Zincirler dövüldüğü yerde kırılmalıdır

Ama işçi sınıfının büyük bir meydan okumaya kalkışması bir çırpıda gerçekleşmiyor. İşçi sınıfının örgütlenme düzeyinin gelişmesi ve eylem kapasitesinin artması gerekiyor. Farkına varılması gereken, işçi sınıfı örgütlenmelerinin harekete geçtiğinde eylem kapasitesini tahmin edilenin çok ötesinde bir hızla geliştirdiğidir. 

Sosyalist İşçi yazarlarından Çağla Oflas’ın hatırlattığı gibi Rosa Luxemburg, “hareket edenler zincirlerinin farkına varır” diyor. İşçi sınıfı eylemleri, harekete katılan ya da bu hareketi gözlemleyen tüm işçilerin, zincirlerinin farkına varmasını sağlamaz sadece, zinciri kırmanın gerekli, mümkün ve zorunlu olduğunu da görmelerini sağlar. Hareket, elektrik akımına kapılan insanların etkilenmesi gibi işçilerin mücadele içinde bambaşka bir seviyeye sıçramasına yardımcı olur. Son iki buçuk haftanın mücadeleleri, iktidarın OHAL’le inşa ettiği korku duvarına çok daha fazla sayıda örgütün, sendikanın ve işçinin tırmanmaya başladığını gösteriyor. Bu duvar henüz aşılmadı ama eşiğe doğru geliniyor.

OHAL tehdidi

İktidar cenahından servis edilen “OHAL ilan edilebilir” açıklamaları, öfkeli kitlelerin hangi eşiğe yaklaştığını egemen sınıfların ve iktidarın bazı kesimlerinin fark ettiğini gösteriyor.
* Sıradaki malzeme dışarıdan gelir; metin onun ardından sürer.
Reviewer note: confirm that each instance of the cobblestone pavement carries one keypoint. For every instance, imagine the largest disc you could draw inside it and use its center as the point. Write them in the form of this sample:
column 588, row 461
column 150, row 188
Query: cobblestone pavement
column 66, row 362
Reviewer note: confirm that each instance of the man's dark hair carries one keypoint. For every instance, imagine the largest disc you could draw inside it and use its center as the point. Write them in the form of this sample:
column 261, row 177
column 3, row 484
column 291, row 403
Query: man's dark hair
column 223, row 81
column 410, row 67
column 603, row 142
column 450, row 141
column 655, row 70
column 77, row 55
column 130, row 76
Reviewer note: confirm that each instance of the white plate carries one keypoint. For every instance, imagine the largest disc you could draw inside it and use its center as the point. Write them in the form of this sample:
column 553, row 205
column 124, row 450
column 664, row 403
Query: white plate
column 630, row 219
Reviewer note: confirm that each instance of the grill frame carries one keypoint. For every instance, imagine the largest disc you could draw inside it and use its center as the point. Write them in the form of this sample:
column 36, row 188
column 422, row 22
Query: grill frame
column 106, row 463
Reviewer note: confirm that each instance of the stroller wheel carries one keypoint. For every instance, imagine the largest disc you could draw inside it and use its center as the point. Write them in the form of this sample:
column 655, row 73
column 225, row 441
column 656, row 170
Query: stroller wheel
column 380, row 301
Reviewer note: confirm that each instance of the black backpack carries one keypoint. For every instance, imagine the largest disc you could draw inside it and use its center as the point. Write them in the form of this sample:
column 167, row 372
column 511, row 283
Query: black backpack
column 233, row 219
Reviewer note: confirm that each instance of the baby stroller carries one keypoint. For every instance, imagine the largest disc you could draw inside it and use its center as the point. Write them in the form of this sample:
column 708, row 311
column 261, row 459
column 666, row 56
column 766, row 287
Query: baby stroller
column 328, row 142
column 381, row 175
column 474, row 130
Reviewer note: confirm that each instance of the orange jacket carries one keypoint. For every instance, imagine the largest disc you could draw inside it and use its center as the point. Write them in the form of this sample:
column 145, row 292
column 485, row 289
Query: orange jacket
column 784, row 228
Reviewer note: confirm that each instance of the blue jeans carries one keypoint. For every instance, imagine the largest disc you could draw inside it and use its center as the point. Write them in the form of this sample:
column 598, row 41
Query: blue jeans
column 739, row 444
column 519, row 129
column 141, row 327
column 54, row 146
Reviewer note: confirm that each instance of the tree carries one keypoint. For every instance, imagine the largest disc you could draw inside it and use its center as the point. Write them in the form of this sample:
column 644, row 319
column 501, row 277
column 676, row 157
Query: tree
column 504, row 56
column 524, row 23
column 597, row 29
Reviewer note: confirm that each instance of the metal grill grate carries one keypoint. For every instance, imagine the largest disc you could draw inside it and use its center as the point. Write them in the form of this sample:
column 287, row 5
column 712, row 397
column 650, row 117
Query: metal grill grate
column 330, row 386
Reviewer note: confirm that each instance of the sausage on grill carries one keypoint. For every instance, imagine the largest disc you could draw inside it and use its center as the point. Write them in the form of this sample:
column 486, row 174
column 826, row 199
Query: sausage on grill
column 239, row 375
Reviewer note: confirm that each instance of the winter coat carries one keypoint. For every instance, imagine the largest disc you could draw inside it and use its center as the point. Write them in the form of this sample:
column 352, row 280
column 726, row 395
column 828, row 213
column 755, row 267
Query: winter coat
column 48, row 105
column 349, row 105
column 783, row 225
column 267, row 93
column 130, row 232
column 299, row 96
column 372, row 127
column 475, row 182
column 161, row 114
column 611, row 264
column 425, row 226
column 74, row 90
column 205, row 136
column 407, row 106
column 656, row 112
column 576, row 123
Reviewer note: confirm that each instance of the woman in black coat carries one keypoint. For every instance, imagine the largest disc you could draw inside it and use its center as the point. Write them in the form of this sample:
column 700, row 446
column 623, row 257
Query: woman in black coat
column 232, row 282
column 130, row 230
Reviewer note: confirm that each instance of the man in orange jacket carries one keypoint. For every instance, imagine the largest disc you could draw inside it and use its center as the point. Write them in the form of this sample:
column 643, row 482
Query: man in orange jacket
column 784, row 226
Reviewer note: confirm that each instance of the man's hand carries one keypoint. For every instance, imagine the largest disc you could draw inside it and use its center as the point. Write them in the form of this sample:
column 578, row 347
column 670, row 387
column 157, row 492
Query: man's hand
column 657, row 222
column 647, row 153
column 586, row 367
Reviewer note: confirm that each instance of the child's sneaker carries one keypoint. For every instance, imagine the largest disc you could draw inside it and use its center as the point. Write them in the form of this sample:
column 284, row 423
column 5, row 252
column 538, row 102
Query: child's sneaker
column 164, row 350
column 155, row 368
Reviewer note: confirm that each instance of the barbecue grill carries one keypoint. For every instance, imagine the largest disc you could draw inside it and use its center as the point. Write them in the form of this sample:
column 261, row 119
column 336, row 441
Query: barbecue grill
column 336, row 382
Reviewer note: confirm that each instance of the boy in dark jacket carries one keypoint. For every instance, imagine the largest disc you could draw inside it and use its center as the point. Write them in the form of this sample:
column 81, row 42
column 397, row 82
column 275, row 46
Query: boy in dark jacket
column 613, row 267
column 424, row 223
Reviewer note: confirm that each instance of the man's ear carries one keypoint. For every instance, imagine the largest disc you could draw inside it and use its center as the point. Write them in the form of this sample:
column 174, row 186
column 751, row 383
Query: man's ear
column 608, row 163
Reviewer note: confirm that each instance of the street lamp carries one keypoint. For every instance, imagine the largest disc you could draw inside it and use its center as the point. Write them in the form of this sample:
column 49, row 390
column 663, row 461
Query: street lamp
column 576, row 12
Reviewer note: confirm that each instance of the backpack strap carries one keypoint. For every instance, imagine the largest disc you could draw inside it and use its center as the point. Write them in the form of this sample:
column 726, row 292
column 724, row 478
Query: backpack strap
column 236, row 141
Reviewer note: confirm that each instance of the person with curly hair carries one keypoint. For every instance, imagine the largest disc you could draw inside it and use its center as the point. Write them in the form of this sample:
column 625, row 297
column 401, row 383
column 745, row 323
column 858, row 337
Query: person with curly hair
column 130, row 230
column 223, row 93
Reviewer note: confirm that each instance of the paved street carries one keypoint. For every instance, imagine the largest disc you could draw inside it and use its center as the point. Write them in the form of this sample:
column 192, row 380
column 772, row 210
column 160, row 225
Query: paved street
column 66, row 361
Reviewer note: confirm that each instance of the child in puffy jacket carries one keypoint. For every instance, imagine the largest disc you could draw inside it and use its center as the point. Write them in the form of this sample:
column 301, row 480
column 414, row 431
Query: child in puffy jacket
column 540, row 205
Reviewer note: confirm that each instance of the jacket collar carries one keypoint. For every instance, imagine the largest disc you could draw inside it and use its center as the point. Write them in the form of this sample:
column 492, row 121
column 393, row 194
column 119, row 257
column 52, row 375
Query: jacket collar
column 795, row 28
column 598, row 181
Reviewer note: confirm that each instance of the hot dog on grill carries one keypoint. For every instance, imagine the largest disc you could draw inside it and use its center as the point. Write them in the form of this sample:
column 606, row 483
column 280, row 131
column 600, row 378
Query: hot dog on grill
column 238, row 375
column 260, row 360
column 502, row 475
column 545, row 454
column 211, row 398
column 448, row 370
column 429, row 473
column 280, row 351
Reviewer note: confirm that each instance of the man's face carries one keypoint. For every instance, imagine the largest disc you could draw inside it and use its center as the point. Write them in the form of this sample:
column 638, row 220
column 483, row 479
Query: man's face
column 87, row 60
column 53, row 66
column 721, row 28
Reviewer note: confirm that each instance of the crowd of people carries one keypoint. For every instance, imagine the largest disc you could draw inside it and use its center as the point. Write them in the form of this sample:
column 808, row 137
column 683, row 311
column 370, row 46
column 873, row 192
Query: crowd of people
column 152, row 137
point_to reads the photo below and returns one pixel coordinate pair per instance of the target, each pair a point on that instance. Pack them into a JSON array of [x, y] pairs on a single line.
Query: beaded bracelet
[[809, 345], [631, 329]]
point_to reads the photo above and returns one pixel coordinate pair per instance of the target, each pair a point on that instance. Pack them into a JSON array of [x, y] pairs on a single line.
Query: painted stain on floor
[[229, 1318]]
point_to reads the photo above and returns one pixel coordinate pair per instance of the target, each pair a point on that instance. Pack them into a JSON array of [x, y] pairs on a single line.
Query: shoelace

Fakat, OHAL konusunda söylenecek ilk ve son söz, “aklınızdan bile geçirmeyin!” olmalıdır. 15 Temmuz darbe girişiminden sonra anlatması nispeten kolay bir OHAL ilanı vardı. 15 Temmuz gecesinin dehşeti iktidarın içinde tek adam rejiminin taşlarını döşeyeceği aşırı sağcı iklime toplumun bir kesimi açısından meşruluk kazandırıyordu.Şimdi böyle bir durum yok!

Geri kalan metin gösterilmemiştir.